Fig. 2 Phase and chemical composition of the CoCuFeNi NPs. (a) Rietveld refined the XRD profile and (b) EDX elemental mapping (Co, Cu, Fe, Ni).

Table 1 XRD crystal cell parameters of the CoCuFeNi NPs

Material	Crystal structure	a, Å	V, Å^3	d, nm	Goodness of fit
CoCuFeNi	Cubic Fm3m	3.5834	46.0136	23.8	0.55

---

The elemental mapping results (Fig. 2b) show a close to homogeneous distribution of the metal atoms in the material structure. The metal content of the CoCuFeNi NPs was shown to be close to equal for all 4 metals in the NPs; 26.6 at% Co, 24.8 at% Fe, 24.5 at% Ni, and 24.1 at% Cu. The content of carbon and oxygen was excluded as adhesive tape was used for the sample preparation, containing both elements.

Based on the analysis of the data provided by XRD and EDX, it was concluded that the CoCuFeNi NPs had a sufficient homogeneity of structure and randomness of elements distribution to be classified as middle-entropy alloy according to the commonly accepted practice, i.e. ideal mixing assumption (IMA).^34,35 APT investigations were conducted to gain a more detailed understanding of the features of the CoCuFeNi structure and composition. A visual representation of the measured atom distribution density is presented in Fig. 3.

Fig. 3 APT volumetric atom distribution density. The visual representation of the density was reduced to 2% for metal atoms and to 10% for O and C atoms for a better view. The bottom right corner is an SEM image of the FIB-prepared sample. The tip of the sample was excluded from the analysis to improve the accuracy of reconstruction.

From the analysis of the distribution of the nearest neighbours in the APT spectra of the CoCuFeNi sample, we can conclude a good homogeneous distribution of the metal atoms across the whole structure of the sample. However, the calculation of the metal composition revealed a slightly higher bulk concentration of Ni (30.6 at%) compared to the concentration of the other metal atoms (26.7 at% Cu, 21.9 at% Co and 20.8 at% Fe) in the investigated area.

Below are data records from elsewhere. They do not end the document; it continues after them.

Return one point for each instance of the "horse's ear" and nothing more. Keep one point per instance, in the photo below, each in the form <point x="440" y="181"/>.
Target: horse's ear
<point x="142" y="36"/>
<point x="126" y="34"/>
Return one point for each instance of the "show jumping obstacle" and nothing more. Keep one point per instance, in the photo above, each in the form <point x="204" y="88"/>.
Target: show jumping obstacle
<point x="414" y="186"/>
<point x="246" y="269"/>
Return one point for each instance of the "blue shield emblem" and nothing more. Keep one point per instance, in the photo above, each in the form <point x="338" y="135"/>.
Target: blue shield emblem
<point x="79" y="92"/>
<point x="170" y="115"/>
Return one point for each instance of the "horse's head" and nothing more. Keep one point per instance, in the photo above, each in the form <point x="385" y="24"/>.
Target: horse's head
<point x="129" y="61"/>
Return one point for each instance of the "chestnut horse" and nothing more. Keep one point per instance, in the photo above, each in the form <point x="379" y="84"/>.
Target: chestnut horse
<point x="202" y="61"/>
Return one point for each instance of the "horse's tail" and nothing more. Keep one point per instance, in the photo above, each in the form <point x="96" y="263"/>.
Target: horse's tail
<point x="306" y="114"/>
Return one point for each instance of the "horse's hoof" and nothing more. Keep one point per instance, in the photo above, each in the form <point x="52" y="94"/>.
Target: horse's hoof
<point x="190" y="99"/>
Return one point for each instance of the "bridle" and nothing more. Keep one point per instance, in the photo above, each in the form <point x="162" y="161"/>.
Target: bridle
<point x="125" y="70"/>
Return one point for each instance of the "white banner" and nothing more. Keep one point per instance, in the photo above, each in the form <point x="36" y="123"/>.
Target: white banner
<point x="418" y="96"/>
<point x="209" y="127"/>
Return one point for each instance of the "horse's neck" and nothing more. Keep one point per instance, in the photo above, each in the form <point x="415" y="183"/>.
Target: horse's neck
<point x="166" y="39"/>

The presence of the carbon and oxygen atoms could be explained by the presence of the graphene (Fig. 1c) and other forms of carbon with adsorbed oxygen-containing groups, residual from fuel decomposition. Furthermore, oxygen could indicate the presence of metal oxides, which were formed in the intermediate stages of the synthesis and not fully reduced.^25,36

A more detailed investigation of the structural characteristics and S^mix of the CoCuFeNi composite required a detailed analysis of the APT data on the distribution of the atoms in the NP structure. For this purpose, a limited area calculation (LAC) approach to the element distribution and S^mix concentration was developed and employed. At first, a cubic area sized 40 × 40 × 40 nm inside the sample, reasonably far from the sample's edges, was selected. This area was in turn divided into smaller cubes (20 × 20 × 20 nm), which were also divided. This was repeated until a cube size of 1 × 1 × 1 nm was obtained, see Fig. 4a (insert). 5 (for 40 × 40 × 40 nm) and 9 (all other sizes) cubes were chosen for further calculation of the concentration of atoms and subsequent calculation of the average S^mix for every area size (S^mix/area) by using eqn (1). The results of the calculation of the S^mix/area are presented in Fig. 4a.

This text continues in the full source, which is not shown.